This article describes how to use the values in multiple variables to create a new variable of categories.
The article contains the steps to go from data like this...
...creating a new variable with categories that appear in raw data form like: to new data categories like this:
And in table form like this:
Requirements
Please note these steps require a Displayr license.
- A dataset with at least two variables imported into Displayr. To follow along with the example below, use this .sav file.
- Knowledge of how to construct conditions for the criteria for each category in R. See: How to Work with Conditional R Formulas and How to Use Different Types of Data in R.
Method - Using Indexing
When using indexing to create a new variable, the category criteria appear inside brackets that select which data meets the criteria. How this works is explained in How to Use Different Types of Data in R and more on the syntax needed is in How to Work with Data in R.
In the example below we will use criteria for age (Age) and living arrangements (d4) to categorize respondents into groups.
- Hover over a variable in the Data Sources tree and click on + > Custom Code > R - Text.
- In the object inspector change the General > Label to something like New Groups.
- Change the Structure to Nominal (since we are creating a categorical variable).
- In the R Code paste in the following, note the comments (prefaced with a #) are there to explain what the code does so you can modify it for your own needs. Also of note, when setting up your conditions, you should use
==
to test against one value and use%in%
to test against a series of values, more info is here.
####OPTIONAL - create variables for the different criteria
#flag respondents who fall into the following categories
young = Age %in% c("18 to 24", "25 to 29", "30 to 34")
single = d4 %in% c("Living alone", "Sharing accommodation")
partner.only = d4 == "Living with partner only"
children = d4 %in% c("Living with partner and children", "Living with children only")
####INDEX to assign new categories
#create empty data series using the length of a different variable
newcategories = rep(NA, length(Age))
#put the criteria in brackets to assign the new categories
newcategories[young & single] = "Young singles"
newcategories[!young & single] = "Older singles"
newcategories[young & partner.only] = "Young couples"
newcategories[!young & partner.only] = "Older couples"
newcategories[young & children] = "Young families"
newcategories[!young & children] = "Older families"
#return final results
newcategories - Click Calculate. You will now have a new variable for the different groups which you can use in your Report.

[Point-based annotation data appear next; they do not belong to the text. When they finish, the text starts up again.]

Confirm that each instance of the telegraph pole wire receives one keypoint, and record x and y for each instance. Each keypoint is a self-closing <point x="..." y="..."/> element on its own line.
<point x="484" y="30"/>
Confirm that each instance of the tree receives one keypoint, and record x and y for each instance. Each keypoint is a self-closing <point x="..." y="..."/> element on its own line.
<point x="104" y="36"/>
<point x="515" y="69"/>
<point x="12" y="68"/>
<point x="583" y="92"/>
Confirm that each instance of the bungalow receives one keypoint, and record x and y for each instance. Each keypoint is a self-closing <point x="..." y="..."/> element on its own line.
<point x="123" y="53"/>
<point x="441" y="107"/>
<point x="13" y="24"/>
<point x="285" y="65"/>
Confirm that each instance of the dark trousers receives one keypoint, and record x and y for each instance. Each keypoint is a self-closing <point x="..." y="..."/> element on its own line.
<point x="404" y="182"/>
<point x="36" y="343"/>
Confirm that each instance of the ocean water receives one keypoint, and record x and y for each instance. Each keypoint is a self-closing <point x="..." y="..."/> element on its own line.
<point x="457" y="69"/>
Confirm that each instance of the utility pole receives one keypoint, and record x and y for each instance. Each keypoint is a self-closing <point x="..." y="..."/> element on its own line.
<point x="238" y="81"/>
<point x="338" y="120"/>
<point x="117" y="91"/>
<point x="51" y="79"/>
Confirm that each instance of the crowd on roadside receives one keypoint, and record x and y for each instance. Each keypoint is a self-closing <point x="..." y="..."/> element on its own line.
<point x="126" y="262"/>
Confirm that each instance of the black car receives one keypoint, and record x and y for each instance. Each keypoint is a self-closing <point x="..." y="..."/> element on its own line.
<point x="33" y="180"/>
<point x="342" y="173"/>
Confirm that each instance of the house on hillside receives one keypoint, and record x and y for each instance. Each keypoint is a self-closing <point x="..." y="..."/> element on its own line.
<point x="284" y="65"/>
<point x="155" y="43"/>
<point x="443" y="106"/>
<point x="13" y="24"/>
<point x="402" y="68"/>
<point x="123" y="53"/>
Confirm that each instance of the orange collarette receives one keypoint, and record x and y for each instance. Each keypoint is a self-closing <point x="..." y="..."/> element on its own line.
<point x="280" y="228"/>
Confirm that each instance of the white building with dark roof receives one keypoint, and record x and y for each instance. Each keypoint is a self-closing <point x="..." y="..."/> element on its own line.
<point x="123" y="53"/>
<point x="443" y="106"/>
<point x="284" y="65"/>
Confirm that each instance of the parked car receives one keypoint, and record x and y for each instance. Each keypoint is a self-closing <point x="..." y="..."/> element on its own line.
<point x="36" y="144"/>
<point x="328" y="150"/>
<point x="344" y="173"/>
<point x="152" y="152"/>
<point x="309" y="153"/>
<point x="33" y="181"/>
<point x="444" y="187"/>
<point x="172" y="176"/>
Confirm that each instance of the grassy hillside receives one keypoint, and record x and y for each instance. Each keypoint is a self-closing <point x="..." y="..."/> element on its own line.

Do note, you can create optional criteria variables as defined above in the first section of the code or include the criteria directly inside the brackets. For example the following code:
newcategories[young & single] = "Young singles"
newcategories[Age %in% c("18 to 24", "25 to 29", "30 to 34") &
d4 %in% c("Living alone", "Sharing accommodation")] = "Young singles"
Method - Using dplyr::case_when
The dplyr package contains a case_when() function that can also be used to assign categories to respondents based on criteria. It is a bit cleaner-looking and faster to work with since much of the repetitive syntax in indexing isn't required.
In the example below we will use criteria for age (Age) and living arrangements (d4) to recategorize respondents into groups.
- Hover over a variable in the Data Sources tree and click on + > Custom Code > R - Text.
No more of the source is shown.